Arc roadmap¶
Each arc below was designed against the current frontier state of its track (as of 2026-05-27) — sourced from live research, not picked from existing concept ordering. The destination is what makes an arc an arc: the reader can name what they will have built by the end.
This doc is the source of truth for which arcs the autonomous loop should spin. The auto-generated arc-proposals.md is the per-cycle view; this roadmap is the durable design that the proposer reads from.
How to read this doc¶
Each arc has:
- arc_id — kebab-case slug used in frontmatter and the arc-step paths.
- destination — the named frontier capability at the end. Specific enough to recognise when the reader gets there.
- diagonal spine — the 5 steps in order. Diagonal means at least one step lives in a different track than the home track — the arc crosses domains.
- frontier evidence — what's happening at this frontier right now, with named systems/papers, so the destination isn't aspirational.
- status —
ready(all 5 step slugs exist as substantive concept pages today) orneeds-seeds(one or more steps need concept pages first).

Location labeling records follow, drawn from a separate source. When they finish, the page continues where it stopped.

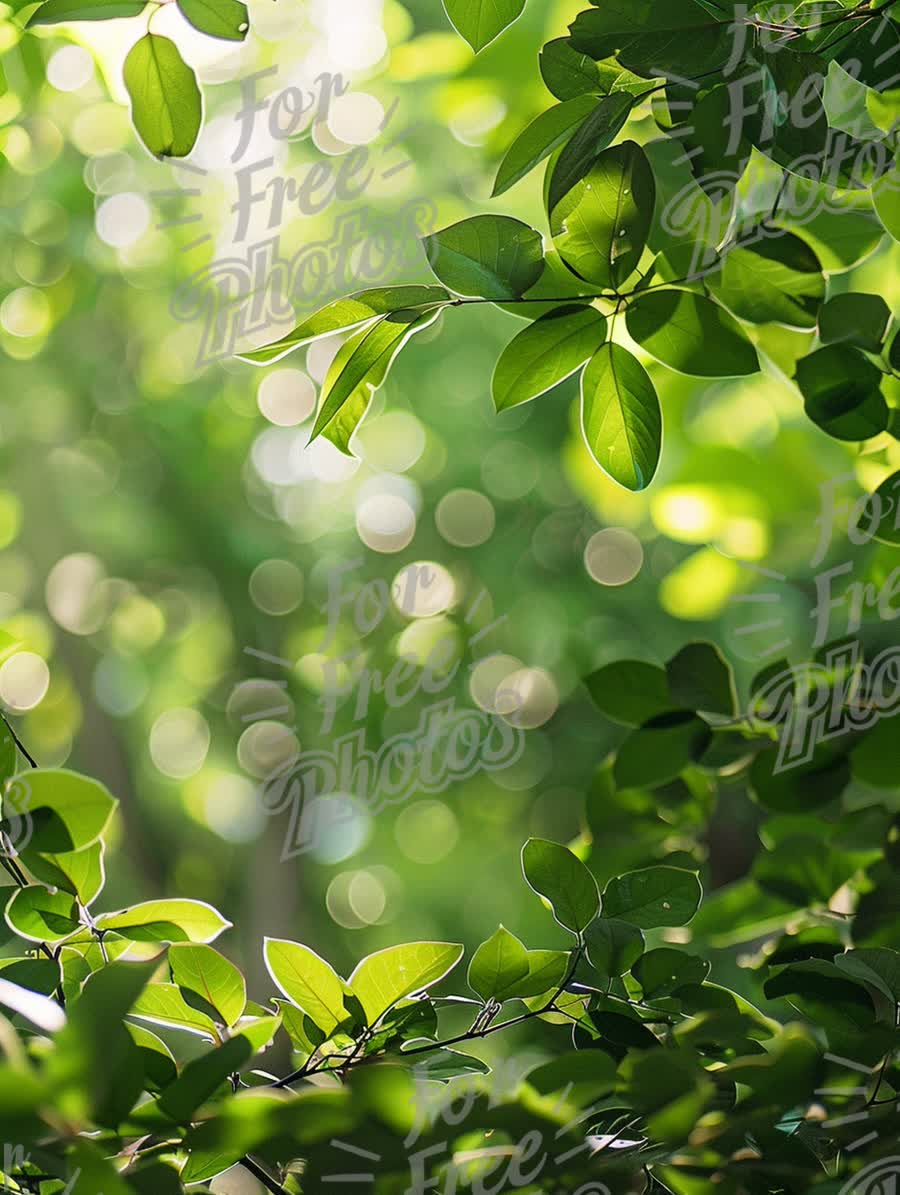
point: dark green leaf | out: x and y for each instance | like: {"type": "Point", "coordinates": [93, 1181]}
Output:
{"type": "Point", "coordinates": [543, 135]}
{"type": "Point", "coordinates": [661, 749]}
{"type": "Point", "coordinates": [620, 417]}
{"type": "Point", "coordinates": [690, 334]}
{"type": "Point", "coordinates": [600, 225]}
{"type": "Point", "coordinates": [567, 73]}
{"type": "Point", "coordinates": [594, 135]}
{"type": "Point", "coordinates": [661, 972]}
{"type": "Point", "coordinates": [487, 257]}
{"type": "Point", "coordinates": [857, 319]}
{"type": "Point", "coordinates": [166, 106]}
{"type": "Point", "coordinates": [699, 678]}
{"type": "Point", "coordinates": [653, 896]}
{"type": "Point", "coordinates": [630, 691]}
{"type": "Point", "coordinates": [545, 353]}
{"type": "Point", "coordinates": [655, 37]}
{"type": "Point", "coordinates": [773, 280]}
{"type": "Point", "coordinates": [563, 880]}
{"type": "Point", "coordinates": [842, 393]}
{"type": "Point", "coordinates": [613, 945]}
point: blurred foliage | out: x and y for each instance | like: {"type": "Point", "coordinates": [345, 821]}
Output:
{"type": "Point", "coordinates": [165, 599]}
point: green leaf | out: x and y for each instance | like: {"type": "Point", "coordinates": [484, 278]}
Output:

Cardinality cap per agents/SCHEMA.md: ≤5 arcs per track. The proposals below stay at 3 per track to leave headroom for the retro to add more as the field moves.
01-ai — General AI and agentic systems¶
1. agentic-rlvr-reasoner — ready¶
- Destination: A small LLM (1–7B) fine-tuned with RLVR on verifiable math/code rewards, evaluated on a held-out reasoning benchmark — measured to recover the R1-Zero-style behaviour at ≥60% of the published gain.
- Diagonal spine:
chain-of-thought(01) →in-context-learning(07) →reward-modeling(01) →rlhf(01) →mixture-of-experts(01) - Frontier evidence: DeepSeek R1-Zero went from 15.6% → 77.9% on AIME 2024 using GRPO + verifiable rewards alone, without an SFT phase. The 2026 standard post-training pipeline is SFT → DPO → GRPO/DAPO. Reasoning models like o3 / o4-mini class are now agentic-RL-trained.
- Why diagonal: crosses 01 (LLMs) ↔ 07 (attention / context) — reasoning is RL learning to manipulate context windows.
2. mechanistic-interpretability-with-saes — needs-seeds¶
- Destination: A working sparse-autoencoder trained on a small open-weight LLM's MLP activations, extracting features that match a published circuit (induction heads / IOI / greater-than) on the same layer.
- Diagonal spine:
mechanistic-interpretability(01) → sparse-autoencoders [seed] → feature-circuits [seed] →attention(07) →mixture-of-experts(01) - Frontier evidence: SAEs are now the standard feature-extraction tool. Lorsa (Low-Rank Sparse Attention) at ICLR 2026 extracts attention-superposition features at scale. SAE-based feature steering gives more atomic control than raw activation steering.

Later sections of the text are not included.